BOUW SU CAY JIEN, SENG SU CAY THIAN
(Manusia punya bisa, Tuhan punya kuasa)
Sinar fajar mulai membuka tokonya
Sin-hoa-cong
turun dari lauw-teng
Sungai Kong-hoo
mengalir di Pecenongan
Suara Nyi-seng
terdengar ipai cepe cepe
Dalam dingin yang
begitu meyakinkan di musim semi
Dahan yang-liu
bergoyang ditiup angin
Pohon seng-on
melambai lambai
Ah.... kapankah
hati berjodoh menyaksikannya
Mengantar
kepergian orang yang disayang
Seribu lie terasa
sedepa
Sepasang walet
yang terbang beriringan
Berpencar .. satu
ke utara satu ke selatan
Dalam kesedihan
yang begitu mendalam
Hidup bagaikan
yatim piatu
Cawan rindu
kuteguk sendu
Pahit dan getir
telah berpadu
Dalam penantian
yang entah kapan kan berakhir
Laksaan hati
terlewati
Walau gunung
Tiang-san tetap menghijau
Tetapi bambu kian
menua
Bunga yang
sekarang bukan bunga yang dulu
Eng loo jiak
Eng loo jiak adalah putra dari pendekar Li am si
di zaman dinasti O-beng (setelah Dinasti Tang sebelum Dinasti Mi-ing). Li am si
sendiri adalah salah satu murid Bu pun su So hi bi.
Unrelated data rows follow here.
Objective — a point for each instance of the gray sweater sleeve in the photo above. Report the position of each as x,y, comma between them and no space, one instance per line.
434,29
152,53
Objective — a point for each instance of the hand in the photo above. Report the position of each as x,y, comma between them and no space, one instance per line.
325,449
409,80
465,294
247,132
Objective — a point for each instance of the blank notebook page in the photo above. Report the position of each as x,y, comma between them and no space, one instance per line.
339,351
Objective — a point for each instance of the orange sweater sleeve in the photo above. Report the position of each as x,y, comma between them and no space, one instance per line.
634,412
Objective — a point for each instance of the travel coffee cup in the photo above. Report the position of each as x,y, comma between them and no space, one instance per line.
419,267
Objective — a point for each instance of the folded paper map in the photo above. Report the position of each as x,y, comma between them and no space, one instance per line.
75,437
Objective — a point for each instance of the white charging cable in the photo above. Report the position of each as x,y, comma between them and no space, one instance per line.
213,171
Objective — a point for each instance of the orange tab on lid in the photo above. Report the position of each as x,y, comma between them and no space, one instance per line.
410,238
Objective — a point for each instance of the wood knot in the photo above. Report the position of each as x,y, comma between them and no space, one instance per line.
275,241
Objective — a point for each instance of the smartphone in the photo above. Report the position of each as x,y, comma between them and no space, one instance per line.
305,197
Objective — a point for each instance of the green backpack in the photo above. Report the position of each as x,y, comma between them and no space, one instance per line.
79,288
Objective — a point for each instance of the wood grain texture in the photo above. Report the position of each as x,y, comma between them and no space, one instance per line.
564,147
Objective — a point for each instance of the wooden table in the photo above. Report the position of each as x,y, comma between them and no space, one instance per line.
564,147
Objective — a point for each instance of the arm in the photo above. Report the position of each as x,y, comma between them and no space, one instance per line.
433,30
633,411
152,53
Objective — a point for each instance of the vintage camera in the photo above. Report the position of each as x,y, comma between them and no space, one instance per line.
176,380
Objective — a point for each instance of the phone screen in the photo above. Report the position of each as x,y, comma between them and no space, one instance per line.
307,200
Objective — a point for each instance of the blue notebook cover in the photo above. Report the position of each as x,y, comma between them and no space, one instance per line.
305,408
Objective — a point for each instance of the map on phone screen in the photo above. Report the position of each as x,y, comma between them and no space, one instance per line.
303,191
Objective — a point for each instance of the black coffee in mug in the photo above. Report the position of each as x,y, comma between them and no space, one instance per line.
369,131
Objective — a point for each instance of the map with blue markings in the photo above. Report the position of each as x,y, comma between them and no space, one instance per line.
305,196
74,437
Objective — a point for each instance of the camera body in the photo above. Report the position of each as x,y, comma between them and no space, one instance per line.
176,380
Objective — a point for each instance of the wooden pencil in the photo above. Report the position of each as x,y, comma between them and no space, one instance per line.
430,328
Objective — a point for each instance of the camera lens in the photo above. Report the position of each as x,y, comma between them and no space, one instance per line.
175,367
Eng loo jiak mendapati ilmu
dari ayahnya sendiri yang kemudian belajar langsung dari suhengnya Kiam thaysu
di gunung Tiang-san dari aliran Beng kauw di Langgar Tinggi, Pe Ce Nong An
Setelah menginjak-injak Bing thay-kam dari perguruan Mo yung lan siki, Eng loo jiak
mencuci kaki di baskom emas dan meninggalkan dunia kang-ouw menghilang tidak
diketahui rimbanya.
Sajak di atas dibuat pada saat beliau sedang
tafakur merenungi Tuhan-nya.Perpisahan yang dimaksud bukanlah perpisahan antara
dua orang kekasih yang bermesraan, tetapi antara diri jasmani dan rohani,
dimana kecintaan dunia yang merupakan kecintaan rohani akan dilepaskan begitu
saja karena kerinduannya untuk bertemu dengan sang Kholik.